Actian Aims to Engulf Impala with ‘Vortex’
Actian has ported its column-oriented analytic database, Vector, to run natively on Hadoop as part of Actian Analytic Platform Hadoop Edition, better known as “Project Vortex.” Actian says parallelizing the Vector X100 engine to run on Hadoop will provide a SQL performance boost to what it already claimed was the world’s fastest database.
The new Analytic Platform Hadoop Edition combines two main products, including the Vector database to provide high-speed SQL processing, and Data Flow, which provides a graphical environment for exploring and working with data. Both products have been engineered to run natively on Hadoop via YARN.
Jim Hare, senior director of product marketing at Actian, says the duo provides a powerful one-two punch for refining raw data and serving enriched information to users. “You no longer have to be a data scientist or a guru to analyze the Hadoop data, and once you’ve analyzed it, you can provide high-performance SQL access to everybody in your organization,” he tells Datanami. “So now everybody has access to that analyzed Hadoop information.”

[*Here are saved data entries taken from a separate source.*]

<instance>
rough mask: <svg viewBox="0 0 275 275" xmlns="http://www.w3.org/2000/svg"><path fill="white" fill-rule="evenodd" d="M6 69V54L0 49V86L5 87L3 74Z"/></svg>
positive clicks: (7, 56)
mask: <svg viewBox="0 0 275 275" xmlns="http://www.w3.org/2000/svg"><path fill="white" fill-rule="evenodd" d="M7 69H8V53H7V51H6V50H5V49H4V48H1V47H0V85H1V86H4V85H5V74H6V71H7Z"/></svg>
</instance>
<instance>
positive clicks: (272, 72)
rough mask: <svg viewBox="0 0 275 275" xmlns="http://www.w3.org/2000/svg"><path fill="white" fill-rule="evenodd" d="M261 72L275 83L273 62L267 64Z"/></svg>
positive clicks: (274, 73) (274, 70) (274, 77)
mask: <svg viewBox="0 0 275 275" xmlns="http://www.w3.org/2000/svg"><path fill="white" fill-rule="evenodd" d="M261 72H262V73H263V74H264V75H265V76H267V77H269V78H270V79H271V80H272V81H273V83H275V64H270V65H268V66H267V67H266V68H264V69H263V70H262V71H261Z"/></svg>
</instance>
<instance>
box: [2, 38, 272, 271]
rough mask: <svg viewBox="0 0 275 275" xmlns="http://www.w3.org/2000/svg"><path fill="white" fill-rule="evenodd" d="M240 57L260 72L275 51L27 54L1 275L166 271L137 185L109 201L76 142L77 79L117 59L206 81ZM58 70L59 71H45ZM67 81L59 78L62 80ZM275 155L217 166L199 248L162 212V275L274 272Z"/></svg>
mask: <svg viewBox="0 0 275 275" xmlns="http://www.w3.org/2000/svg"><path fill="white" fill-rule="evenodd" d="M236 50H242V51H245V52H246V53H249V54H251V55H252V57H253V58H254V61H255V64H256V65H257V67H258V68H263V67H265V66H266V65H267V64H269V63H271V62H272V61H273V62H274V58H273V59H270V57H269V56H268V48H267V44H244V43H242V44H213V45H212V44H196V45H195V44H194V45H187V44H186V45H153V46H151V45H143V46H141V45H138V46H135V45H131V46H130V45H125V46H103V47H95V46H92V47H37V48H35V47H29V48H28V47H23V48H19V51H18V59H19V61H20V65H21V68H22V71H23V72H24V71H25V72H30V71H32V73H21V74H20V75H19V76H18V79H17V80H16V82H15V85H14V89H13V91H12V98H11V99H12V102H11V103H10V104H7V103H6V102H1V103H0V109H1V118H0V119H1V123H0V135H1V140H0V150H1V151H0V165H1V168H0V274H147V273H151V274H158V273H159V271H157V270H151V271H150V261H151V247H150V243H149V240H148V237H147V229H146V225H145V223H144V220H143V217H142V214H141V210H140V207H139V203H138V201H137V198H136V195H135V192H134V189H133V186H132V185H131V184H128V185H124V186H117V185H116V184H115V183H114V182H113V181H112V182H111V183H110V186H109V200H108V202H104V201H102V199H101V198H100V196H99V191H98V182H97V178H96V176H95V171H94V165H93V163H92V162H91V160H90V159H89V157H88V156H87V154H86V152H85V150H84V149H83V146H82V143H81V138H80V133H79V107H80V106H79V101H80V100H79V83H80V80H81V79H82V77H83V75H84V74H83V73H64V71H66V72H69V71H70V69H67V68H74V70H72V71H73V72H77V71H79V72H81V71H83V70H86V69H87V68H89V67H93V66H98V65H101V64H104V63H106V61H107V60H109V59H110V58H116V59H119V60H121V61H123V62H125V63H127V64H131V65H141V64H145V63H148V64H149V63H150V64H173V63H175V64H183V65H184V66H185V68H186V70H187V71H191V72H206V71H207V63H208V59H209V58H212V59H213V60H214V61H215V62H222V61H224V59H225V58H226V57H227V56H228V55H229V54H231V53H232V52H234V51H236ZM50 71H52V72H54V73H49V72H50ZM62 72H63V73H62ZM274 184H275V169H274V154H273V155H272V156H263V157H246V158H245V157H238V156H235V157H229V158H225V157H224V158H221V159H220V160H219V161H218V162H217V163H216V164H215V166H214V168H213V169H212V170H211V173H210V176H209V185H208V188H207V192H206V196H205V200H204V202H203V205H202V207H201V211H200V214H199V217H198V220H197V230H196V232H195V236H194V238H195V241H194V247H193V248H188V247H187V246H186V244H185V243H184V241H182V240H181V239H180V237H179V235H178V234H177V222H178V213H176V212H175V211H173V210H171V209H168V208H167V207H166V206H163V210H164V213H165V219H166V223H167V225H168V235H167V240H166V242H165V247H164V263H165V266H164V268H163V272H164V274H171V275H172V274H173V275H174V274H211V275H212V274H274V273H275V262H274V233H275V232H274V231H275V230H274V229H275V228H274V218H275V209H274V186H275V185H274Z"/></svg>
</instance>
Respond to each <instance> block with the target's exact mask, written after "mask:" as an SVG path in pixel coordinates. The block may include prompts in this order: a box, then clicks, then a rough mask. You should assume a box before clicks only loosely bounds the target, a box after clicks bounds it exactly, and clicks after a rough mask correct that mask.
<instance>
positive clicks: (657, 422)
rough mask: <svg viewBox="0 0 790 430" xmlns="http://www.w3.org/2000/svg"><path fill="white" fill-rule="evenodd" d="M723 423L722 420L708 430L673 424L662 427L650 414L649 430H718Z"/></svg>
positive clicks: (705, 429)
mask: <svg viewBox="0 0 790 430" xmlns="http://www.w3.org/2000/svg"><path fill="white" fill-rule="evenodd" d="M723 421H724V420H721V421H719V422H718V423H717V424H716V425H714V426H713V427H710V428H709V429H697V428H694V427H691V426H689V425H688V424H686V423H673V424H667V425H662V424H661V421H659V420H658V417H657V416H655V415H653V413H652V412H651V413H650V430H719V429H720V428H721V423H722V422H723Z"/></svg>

Peter Boncz and the other Vector architects that Actian acquired from the Dutch research group CWI have been working for more than a year to get Vector (until recently known as Vectorwise) running on Hadoop. The analytics database was originally designed to run on big symmetric multi-processor (SMP) servers, so it took some tweaking to get Vector–and in particularly the vectorized query execution method–running in a scale-out, clustered mode on Hadoop.
Boncz recently blogged about what it took to get Vector running on Hadoop, and shared his thoughts about why the Vector architecture will be a good fit for Hadoop–and provide some stiff SQL competition to Cloudera’s Impala and Hortonworks with its favored SQL engine, Hive.
“Of course, it was not trivial to port Vectorwise to HDFS, but true compressed column-stores are in their access patterns quite compatible with an append-only file system that prefers large sequential I/Os (i.e. HDFS),” Boncz writes. “Unlike Hive and Impala, Vectorwise also supports fine-grained updates, since updates (at first) go to a separate data structure called the Positional Delta Tree (PDT), yet another CWI innovation. This has been an important piece the puzzle of making Vectorwise a native inhabitant of HDFS.”
Vector currently holds the speed record on the TPC-H benchmark, and may be looking to set some new records for distributed analytics databases. “We were already fast before. Now we’ve taken that same capability and allowed it to run in a multi-node environment. Just imagine how much faster it’s going to be,” Hare says.
Actian has already benchmarked “Vortex” against Impala in SQL processing, and found its product anywhere from 16 to 30x faster. The company plans to release a more “official” benchmark near the end of June, when the product officially becomes available.
A need for SQL speed is not the only factor here. According to Hare, the “Vortex” product also benefits from being full ANSI compliant, fully adherent to ACID precepts, and supports write-back capabilities. “We support well over 100 different types of queries in the benchmark, whereas Impala about six,” Hare says. “The story is not just about the speed, but the breadth and type of SQL that people are able to use to access Hadoop data using our approach”
Actian is firmly in the SQL side of the Hadoop camp. While SQL can’t do everything that people need, the ubiquity and familiarity that people have with it enables it to overcome some of its shortcomings working with semi-structured data.
“There are millions of people who know how to read SQL. There are very few MapReduce programmers and they’re very expensive,” Hare says. “This really unlocks a brand new audience, people who are trained and comfortable using data but who are not MapReduce programmers.”
In the battle for SQL-on-Hadoop supremacy, Actian just upped the ante.